Sous le prétexte de la présence à Besançon de Gaston d'Orléans, son frère en révolte contre lui, Louis XIII rompt le traité de neutralité malgré l'opposition du Parlement de Dole et déclare la guerre en 1635. Après quelques palinodies militaires, en 1637, la guerre est toujours présente en Franche-Comté. Trois armées envahissent simultanément cette province dont celle du duc Bernard de Saxe-Weimar qui pille, rançonne, brûle, va jusqu’à massacrer un village entier, Pierrecourt. A quoi s’ajoute, les ravages de la peste qui s’étend depuis deux ans et la famine.

Après avoir pris le duché de Bourgogne, l'Alsace et le Comté de Montbéliard, la France voulait pour frontière les montagnes du Jura. Aussi Richelieu donne-t-il l'ordre à Bernard de Saxe-Weimar "d'envahir, de conquérir au nom de la France"  toute la Franche-Comté limitrophe de la Suisse. Le siège de Pontarlier se conclut par un incendie gigantesque dans lequel périrent plus de 400 personnes. La Rivière subit le même sort. Par ailleurs durant cette époque sont détruits les villages des Arcenets près des Alliés, de Cessay près de Frasne, de Goutte-d'Or près de Vaux et des Bougnons près des Pontets. Six mois de pillage s’en suivent. En Franche-Comté, le plat pays est abandonné, la famine règne dans les villes de Salins, Dole, Gray, et Besançon. C’est l’arrivée de Mazarin, et la pression de la Fronde, qui conduit la France, à se désengager provisoirement de Franche-Comté, en 1644.

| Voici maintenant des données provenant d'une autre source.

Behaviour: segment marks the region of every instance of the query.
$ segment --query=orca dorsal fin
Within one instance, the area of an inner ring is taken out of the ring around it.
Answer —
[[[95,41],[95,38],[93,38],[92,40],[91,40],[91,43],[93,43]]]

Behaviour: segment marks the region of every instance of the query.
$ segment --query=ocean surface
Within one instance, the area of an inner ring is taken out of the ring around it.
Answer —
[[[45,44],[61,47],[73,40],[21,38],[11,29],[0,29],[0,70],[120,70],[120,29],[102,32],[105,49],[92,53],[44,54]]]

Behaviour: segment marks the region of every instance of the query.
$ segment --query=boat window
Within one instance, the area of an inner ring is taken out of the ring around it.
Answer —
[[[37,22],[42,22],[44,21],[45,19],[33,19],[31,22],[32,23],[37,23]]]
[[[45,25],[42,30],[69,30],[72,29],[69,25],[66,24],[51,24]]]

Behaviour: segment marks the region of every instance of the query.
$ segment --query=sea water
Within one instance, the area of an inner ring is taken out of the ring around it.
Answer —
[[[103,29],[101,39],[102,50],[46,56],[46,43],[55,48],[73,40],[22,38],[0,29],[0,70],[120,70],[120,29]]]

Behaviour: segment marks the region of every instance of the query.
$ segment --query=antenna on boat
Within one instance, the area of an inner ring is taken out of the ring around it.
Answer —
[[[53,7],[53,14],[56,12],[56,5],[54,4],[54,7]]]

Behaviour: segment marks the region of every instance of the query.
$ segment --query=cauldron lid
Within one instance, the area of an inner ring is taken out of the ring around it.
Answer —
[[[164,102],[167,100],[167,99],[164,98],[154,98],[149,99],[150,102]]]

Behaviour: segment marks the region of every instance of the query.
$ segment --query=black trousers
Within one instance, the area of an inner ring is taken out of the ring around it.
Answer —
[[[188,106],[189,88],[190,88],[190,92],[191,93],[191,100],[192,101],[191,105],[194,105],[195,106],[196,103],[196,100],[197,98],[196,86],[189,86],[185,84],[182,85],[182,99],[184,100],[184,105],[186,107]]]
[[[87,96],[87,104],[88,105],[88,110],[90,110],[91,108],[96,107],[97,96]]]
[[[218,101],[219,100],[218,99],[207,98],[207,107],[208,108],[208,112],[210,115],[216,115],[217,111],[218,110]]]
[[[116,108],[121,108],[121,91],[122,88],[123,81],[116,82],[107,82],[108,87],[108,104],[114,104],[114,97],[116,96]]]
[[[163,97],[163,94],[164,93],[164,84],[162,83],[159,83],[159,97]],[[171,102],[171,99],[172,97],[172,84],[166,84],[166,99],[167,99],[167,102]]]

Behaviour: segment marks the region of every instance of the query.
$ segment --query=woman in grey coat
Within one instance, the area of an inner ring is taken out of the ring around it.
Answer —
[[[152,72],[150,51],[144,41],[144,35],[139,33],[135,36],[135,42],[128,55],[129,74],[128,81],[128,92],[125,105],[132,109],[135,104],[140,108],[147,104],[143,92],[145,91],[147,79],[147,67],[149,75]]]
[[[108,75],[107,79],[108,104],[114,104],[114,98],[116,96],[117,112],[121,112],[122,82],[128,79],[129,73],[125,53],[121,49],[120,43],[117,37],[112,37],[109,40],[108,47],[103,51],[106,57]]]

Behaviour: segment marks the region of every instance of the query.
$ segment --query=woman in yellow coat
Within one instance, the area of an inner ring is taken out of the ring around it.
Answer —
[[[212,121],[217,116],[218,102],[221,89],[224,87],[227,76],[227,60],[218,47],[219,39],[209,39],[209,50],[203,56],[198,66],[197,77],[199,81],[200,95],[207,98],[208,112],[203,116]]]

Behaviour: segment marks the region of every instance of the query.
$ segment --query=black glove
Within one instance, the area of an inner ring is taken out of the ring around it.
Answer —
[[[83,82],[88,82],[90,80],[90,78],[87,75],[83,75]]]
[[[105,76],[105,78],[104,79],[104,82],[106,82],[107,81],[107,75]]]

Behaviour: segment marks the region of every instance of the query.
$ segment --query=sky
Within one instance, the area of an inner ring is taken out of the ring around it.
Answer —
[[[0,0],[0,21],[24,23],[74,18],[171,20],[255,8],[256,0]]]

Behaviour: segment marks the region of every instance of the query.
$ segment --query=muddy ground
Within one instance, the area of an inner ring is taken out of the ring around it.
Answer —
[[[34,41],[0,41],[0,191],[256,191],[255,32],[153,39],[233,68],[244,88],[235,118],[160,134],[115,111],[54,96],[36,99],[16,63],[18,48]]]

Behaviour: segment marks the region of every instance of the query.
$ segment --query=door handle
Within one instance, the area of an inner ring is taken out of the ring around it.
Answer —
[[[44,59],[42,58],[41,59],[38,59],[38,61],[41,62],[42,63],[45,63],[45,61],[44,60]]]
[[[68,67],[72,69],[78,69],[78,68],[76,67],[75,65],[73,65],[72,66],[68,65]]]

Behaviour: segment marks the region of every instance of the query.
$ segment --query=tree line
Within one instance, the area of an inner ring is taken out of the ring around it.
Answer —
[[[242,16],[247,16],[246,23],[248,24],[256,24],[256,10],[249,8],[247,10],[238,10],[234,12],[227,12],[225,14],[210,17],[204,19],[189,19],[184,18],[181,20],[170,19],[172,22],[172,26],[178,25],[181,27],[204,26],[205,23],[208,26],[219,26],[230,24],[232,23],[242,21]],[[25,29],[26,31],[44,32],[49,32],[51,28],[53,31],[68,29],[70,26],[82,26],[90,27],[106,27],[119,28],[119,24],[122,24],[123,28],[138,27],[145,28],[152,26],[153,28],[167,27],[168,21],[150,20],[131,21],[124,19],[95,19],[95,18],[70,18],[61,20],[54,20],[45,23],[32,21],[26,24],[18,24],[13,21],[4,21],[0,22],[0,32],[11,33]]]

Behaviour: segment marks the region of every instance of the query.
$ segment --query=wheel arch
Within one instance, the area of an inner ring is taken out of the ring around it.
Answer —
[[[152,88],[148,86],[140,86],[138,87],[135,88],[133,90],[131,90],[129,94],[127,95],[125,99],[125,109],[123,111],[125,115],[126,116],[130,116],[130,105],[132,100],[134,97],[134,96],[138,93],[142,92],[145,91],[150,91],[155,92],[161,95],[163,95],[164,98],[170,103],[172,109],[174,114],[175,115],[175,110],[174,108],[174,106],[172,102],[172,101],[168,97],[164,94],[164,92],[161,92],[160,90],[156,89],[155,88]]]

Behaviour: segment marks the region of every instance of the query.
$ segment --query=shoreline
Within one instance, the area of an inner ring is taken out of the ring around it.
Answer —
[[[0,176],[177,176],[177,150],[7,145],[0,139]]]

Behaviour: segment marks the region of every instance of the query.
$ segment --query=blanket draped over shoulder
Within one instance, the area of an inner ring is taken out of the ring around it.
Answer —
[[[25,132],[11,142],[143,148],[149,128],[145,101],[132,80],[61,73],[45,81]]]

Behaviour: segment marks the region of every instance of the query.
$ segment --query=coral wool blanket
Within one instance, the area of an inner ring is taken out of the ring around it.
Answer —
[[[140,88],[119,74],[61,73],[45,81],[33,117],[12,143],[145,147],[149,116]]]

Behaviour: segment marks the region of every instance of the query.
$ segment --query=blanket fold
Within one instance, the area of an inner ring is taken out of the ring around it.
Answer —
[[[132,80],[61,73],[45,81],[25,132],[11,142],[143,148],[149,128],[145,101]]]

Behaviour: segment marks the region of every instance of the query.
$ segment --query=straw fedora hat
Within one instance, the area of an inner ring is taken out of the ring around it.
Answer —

Le bilan est particulièrement lourd : plusieurs dizaines de villes ou villages entièrement rayés de la carte, des dizaines de châteaux brûlés, et bien sûr le cortège habituel de femmes violées, de vieillards brûlés, de victimes civiles de la soldatesque. Toutes l'économie et la démographie de la Franche-Comté se trouvent bouleversées. L'agriculture doit repartir à zéro : le bétail est mort, les labours et les semailles n'ont pas été faits, les paysans sont partis dans les villes ou à l'étranger. La perte démographique par massacre ou émigration est également très importante. Le recensement de 1614 donnait une population voisinant entre 405 000 et 410 000 personnes ; celui de 1657 indique qu'il y avait environ 215 000 habitants en Franche-Comté. Une différence de quelques 200 000 personnes !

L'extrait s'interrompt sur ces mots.